Le Comité rappelle que « les progrès observés ces dernières années en France ne sont pas le fruit du hasard. Ils résultent d’une volonté politique forte et de politiques publiques ambitieuses menées depuis plus de dix ans : hausse des prix du tabac, paquet neutre, interdiction de la publicité, campagnes de prévention et accompagnement au sevrage. Ce n’est donc clairement pas le moment de relâcher les efforts ».

Autre association de lutte contre les produits contenant du tabac ou de la nicotine, Contre-feu déclare elle que « la prévention constitue un levier majeur d’amélioration de l’état de santé des populations, fondé sur des données scientifiques robustes et des stratégies éprouvées. Les compétences de Santé publique France sont essentielles et complémentaires de nos actions. Elles doivent absolument être préservées et continuer à exister ».

Le « poids des lobbies »

Enfin, selon les informations de Reporterre, une campagne de sensibilisation aux paris sportifs destinée à être diffusée en amont de la Coupe de monde de football a aussi été annulée.

« Cette diffusion devait intervenir à partir du 18 mai, en amont de la Coupe du monde de football qui démarre le 11 juin. Un tel calendrier de diffusion aurait permis d’émerger auprès des parieurs avant que les opérateurs de jeux n’aient déployé toute la puissance de leur stratégie marketing et publicitaire, avec des moyens bien plus importants que ceux de Santé publique France. À ce stade, même si l’agence obtenait un “go” pour commencer à préparer cette campagne elle ne pourrait pas démarrer avant au moins mi-juin : elle se retrouverait donc en concurrence directe avec les campagnes puissantes des opérateurs, qui visent des objectifs inverses à ceux de la santé publique », est-il regretté dans la note de SPF.

Tout premier directeur général de Santé publique France à sa création en 2014 et jusqu’en 2019, François Bourdillon y voit « le poids des lobbies ». « Les industries du tabac, des jeux et de l’alcool sont très puissantes et savent se faire entendre des politiques. Je suis parti en juin 2019 de SPF, la campagne sur le Dry January 2020 était prête mais elle a été censurée », rappelle-t-il.

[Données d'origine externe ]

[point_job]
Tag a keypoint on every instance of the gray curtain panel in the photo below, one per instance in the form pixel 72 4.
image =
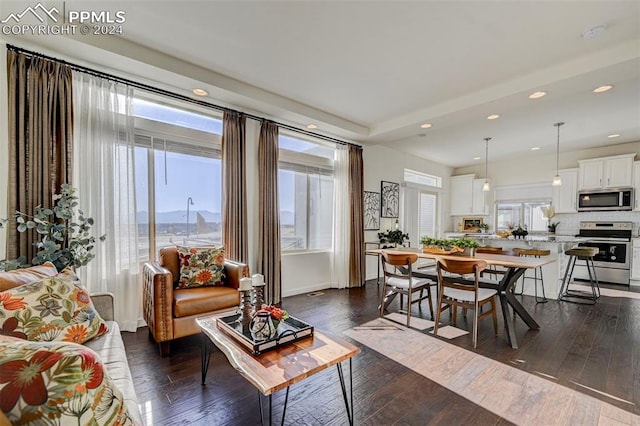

« Une volonté trumpienne de mettre au pas les scientifiques »

« Le gouvernement a une volonté trumpienne de mettre au pas les scientifiques de Santé publique France, mais aussi l’Agence nationale de sécurité sanitaire de l’alimentation, de l’environnement et du travail et l’Agence de l’environnement et de la maîtrise de l’énergie », dénonce Hendrik Davi, député Les Écologistes et administrateur de SPF, qui a sonné l’alerte via un communiqué le 27 mai.

Même analyse du côté de François Bourdillon, pour qui « derrière, c’est une attaque à la science, c’est systémique, et ce, uniquement car le gouvernement veut se valoriser le plus possible. Les salariés des agences dévouées à la santé publique sont mortifiés ».

Et la note interne de SPF de déplorer « des retards massifs d’ores et déjà pris sur la préparation et la diffusion de toutes les autres campagnes prévues en 2026, compromettant leur bonne mise en œuvre et donc leur efficacité ». Un énorme coup de frein, donc, à la sensibilisation à l’avenir de l’ensemble des risques sanitaires.